Hurricane Nicole struck Florida’s Atlantic coast, meteorologists said Thursday, triggering mandatory evacuation orders.
The Category 1 hurricane, which is rare this late in the year, comes just weeks after Florida was struck by Hurricane Ian, one of the strongest storms to hit the United States.
Nicole packs sustained maximum winds of up to 75 miles (120 kilometers) per hour and makes landfall “along the east coast of Florida south of Vero Beach,” the US-based National Hurricane Center (NHC) said in a statement at 0800 GMT Thursday.
The storm swept across the Bahamas on Wednesday, with the extent of the damage not immediately clear.
A hurricane warning was in effect for Florida’s east coast from the city of Boca Raton to the border between Flagler and Volusia counties, the NHC said.

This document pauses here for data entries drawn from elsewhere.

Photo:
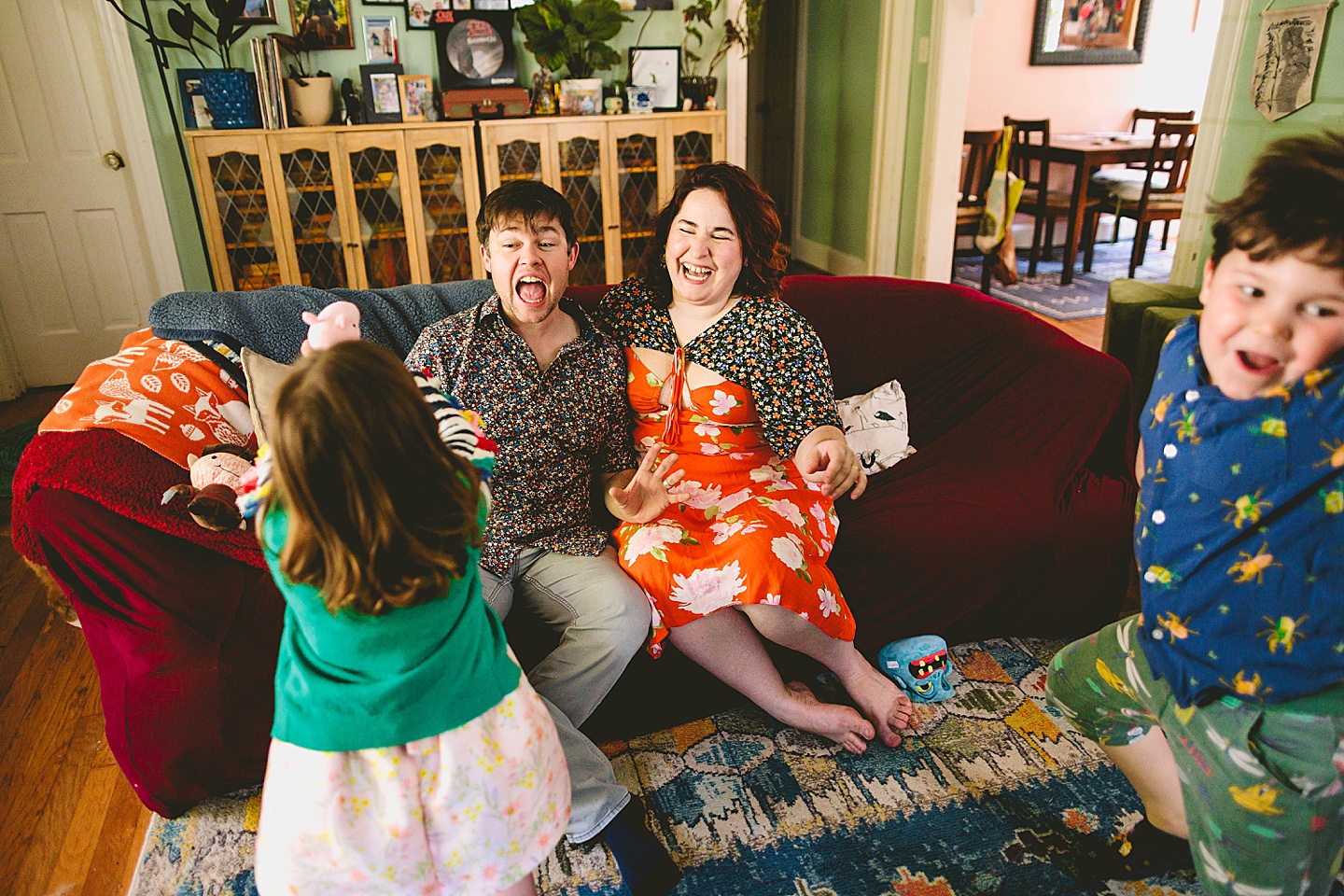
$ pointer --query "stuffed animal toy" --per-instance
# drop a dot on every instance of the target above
(919, 666)
(336, 323)
(214, 486)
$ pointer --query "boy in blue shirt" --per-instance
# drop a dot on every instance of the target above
(1224, 700)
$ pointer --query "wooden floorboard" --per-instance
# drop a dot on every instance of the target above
(69, 821)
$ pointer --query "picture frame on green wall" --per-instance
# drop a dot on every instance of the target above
(1089, 33)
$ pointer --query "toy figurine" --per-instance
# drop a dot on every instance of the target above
(919, 666)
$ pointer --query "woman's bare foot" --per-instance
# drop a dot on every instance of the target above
(840, 724)
(880, 700)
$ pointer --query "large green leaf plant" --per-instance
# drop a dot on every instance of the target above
(570, 35)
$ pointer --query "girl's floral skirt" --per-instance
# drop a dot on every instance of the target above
(470, 810)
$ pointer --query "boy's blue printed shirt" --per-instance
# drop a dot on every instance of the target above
(1239, 532)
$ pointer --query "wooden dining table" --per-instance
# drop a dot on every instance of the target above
(1086, 153)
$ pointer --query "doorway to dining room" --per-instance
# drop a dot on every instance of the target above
(1092, 105)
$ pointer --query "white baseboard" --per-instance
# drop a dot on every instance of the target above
(830, 259)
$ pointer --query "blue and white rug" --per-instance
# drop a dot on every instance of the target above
(1086, 294)
(996, 794)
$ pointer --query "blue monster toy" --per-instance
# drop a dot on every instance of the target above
(919, 666)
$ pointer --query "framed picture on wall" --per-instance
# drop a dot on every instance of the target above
(657, 67)
(329, 19)
(259, 11)
(1089, 33)
(382, 93)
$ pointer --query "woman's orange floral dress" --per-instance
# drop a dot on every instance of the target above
(750, 531)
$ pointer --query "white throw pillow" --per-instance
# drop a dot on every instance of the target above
(876, 426)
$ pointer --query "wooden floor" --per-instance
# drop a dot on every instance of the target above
(69, 822)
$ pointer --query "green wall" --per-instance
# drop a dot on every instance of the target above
(1248, 132)
(417, 54)
(836, 138)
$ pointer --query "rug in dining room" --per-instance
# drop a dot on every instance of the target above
(1086, 294)
(996, 794)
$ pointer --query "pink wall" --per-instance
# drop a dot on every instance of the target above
(1172, 76)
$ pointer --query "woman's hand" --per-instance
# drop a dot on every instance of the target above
(641, 495)
(825, 458)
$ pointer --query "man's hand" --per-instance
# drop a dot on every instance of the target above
(827, 459)
(641, 495)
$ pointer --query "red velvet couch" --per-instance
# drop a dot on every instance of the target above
(1014, 517)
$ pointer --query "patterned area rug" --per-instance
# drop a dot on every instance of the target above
(995, 795)
(1086, 296)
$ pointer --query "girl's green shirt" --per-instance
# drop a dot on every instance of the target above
(351, 681)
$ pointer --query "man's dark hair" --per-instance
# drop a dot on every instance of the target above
(528, 201)
(763, 257)
(1294, 202)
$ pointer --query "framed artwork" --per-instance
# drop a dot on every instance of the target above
(417, 94)
(379, 39)
(1089, 33)
(382, 93)
(329, 19)
(194, 113)
(657, 67)
(259, 11)
(475, 49)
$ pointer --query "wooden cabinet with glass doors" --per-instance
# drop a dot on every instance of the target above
(330, 207)
(617, 172)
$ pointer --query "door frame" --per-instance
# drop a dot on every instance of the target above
(949, 63)
(139, 150)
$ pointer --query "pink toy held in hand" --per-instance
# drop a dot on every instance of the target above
(338, 323)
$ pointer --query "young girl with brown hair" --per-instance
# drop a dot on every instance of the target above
(409, 752)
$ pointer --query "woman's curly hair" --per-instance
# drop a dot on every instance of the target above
(763, 257)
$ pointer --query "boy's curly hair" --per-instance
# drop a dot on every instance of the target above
(1294, 202)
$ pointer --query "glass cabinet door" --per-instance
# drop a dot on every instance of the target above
(232, 180)
(637, 196)
(581, 149)
(312, 208)
(446, 195)
(376, 180)
(515, 150)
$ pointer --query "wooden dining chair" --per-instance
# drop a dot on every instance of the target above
(1163, 193)
(979, 150)
(1109, 183)
(1029, 161)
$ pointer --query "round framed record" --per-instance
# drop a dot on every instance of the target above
(475, 49)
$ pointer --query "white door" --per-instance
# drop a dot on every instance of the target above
(74, 262)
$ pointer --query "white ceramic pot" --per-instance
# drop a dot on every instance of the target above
(311, 104)
(581, 95)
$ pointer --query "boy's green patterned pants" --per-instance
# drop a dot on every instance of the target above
(1264, 786)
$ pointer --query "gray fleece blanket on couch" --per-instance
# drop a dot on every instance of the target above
(269, 321)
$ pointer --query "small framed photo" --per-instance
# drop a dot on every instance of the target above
(194, 112)
(420, 14)
(657, 67)
(259, 12)
(379, 39)
(417, 94)
(382, 93)
(327, 21)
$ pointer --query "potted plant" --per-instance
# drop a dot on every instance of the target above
(230, 91)
(699, 85)
(311, 98)
(573, 36)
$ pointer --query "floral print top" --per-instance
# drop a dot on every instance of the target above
(555, 428)
(761, 344)
(1239, 532)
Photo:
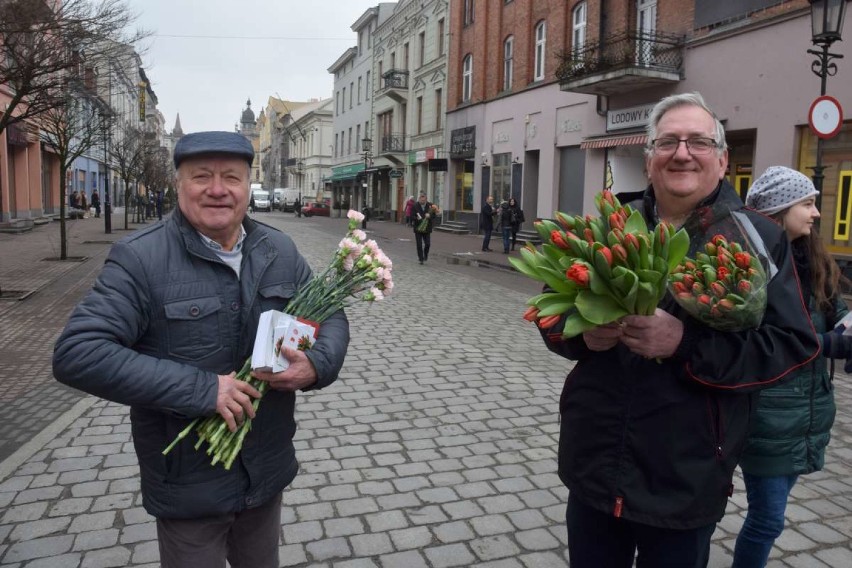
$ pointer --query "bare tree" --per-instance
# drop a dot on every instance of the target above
(127, 156)
(156, 172)
(42, 41)
(72, 129)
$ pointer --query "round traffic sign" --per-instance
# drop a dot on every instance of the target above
(825, 116)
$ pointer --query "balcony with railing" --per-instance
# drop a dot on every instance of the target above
(394, 84)
(392, 146)
(623, 62)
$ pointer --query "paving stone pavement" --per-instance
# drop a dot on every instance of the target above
(436, 447)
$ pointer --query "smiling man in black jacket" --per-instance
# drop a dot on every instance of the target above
(655, 412)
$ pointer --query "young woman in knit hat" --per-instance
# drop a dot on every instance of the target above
(792, 423)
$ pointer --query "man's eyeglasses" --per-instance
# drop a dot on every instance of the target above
(697, 146)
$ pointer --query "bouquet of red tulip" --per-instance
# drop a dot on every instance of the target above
(723, 284)
(423, 225)
(599, 269)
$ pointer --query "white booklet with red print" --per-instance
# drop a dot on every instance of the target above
(275, 331)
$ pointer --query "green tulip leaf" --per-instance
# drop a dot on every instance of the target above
(525, 269)
(598, 309)
(556, 279)
(651, 276)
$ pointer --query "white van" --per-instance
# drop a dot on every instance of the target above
(288, 196)
(261, 200)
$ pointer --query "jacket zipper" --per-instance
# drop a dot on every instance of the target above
(716, 428)
(619, 504)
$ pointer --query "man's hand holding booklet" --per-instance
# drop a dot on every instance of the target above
(275, 332)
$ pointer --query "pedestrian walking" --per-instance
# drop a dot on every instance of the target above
(423, 217)
(655, 413)
(792, 424)
(96, 202)
(516, 219)
(486, 222)
(504, 221)
(409, 206)
(171, 352)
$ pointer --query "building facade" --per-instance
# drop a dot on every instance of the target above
(310, 151)
(352, 179)
(549, 100)
(749, 60)
(510, 130)
(410, 67)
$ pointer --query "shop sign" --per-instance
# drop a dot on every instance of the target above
(421, 156)
(630, 117)
(463, 142)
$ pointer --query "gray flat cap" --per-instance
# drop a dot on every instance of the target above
(213, 142)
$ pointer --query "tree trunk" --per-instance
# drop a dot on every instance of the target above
(126, 203)
(63, 200)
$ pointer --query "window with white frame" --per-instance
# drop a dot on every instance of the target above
(540, 42)
(578, 29)
(508, 55)
(467, 77)
(468, 12)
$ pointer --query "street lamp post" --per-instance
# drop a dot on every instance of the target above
(107, 125)
(826, 28)
(367, 145)
(300, 166)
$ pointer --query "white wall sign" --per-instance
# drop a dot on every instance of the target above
(630, 117)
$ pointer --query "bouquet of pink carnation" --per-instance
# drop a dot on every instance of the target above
(359, 270)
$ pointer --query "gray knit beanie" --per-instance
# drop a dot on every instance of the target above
(779, 188)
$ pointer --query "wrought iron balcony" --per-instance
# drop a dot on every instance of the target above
(623, 62)
(393, 143)
(395, 84)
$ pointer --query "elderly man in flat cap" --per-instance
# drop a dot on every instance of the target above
(171, 317)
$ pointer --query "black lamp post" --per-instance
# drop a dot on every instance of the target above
(826, 28)
(367, 146)
(107, 124)
(300, 167)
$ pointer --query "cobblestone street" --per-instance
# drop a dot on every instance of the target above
(435, 448)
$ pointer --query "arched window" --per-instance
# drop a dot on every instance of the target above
(467, 77)
(540, 41)
(578, 29)
(508, 55)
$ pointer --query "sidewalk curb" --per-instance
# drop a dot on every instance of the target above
(25, 452)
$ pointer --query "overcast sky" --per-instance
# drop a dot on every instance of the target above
(207, 57)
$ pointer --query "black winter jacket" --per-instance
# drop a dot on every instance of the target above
(657, 442)
(165, 317)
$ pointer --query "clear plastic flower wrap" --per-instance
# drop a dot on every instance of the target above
(723, 279)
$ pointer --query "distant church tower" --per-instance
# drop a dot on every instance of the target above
(248, 128)
(177, 131)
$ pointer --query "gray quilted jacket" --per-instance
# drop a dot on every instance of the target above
(164, 318)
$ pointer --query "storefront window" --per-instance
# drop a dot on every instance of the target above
(501, 177)
(464, 186)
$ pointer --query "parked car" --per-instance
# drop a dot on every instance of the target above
(285, 197)
(314, 208)
(261, 200)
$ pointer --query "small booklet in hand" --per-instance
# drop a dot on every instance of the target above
(845, 324)
(275, 331)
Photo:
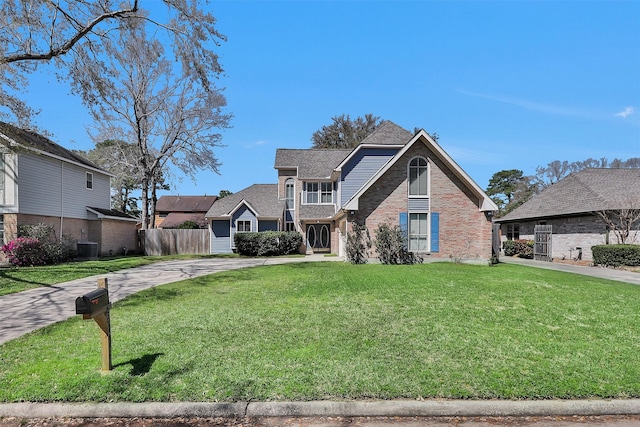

45 of the state’s 67 counties were under a state of emergency, Gov. Ron DeSantis said, while four counties were under mandatory evacuation orders, according to the state’s Department of Emergency Management.
DeSantis said 16,000 people were recruited to respond to power outages after the storm and 600 National Guardsmen were activated.
Ian’s death toll is more than 100 in Florida alone.
– NASA Launch Delay –
Nicole has raised concerns that a long-delayed NASA rocket launch could be disrupted again.
The storm is heading toward NASA’s Kennedy Space Center, located near Florida’s eastern city of Orlando, after already disrupting plans to launch the agency’s most powerful rocket next week.
The Artemis 1 mission was scheduled to launch on November 14, but NASA said Tuesday it would be delayed until November 16.
A backup start date has been set for November 19th.
NASA said it would leave the giant 322-foot (98-meter) SLS rocket on the launch pad where it was placed a few days earlier.
Some experts have raised concerns that the missile, estimated to cost several billion dollars, could be damaged by debris from the hurricane if left unprotected.
After two launch attempts this summer were aborted due to technical problems, the rocket had to be returned to the Vehicle Assembly Building for protection from Hurricane Ian.
The unmanned mission aims to bring the United States one step closer to returning astronauts to the moon, five decades after humans last set foot on its surface.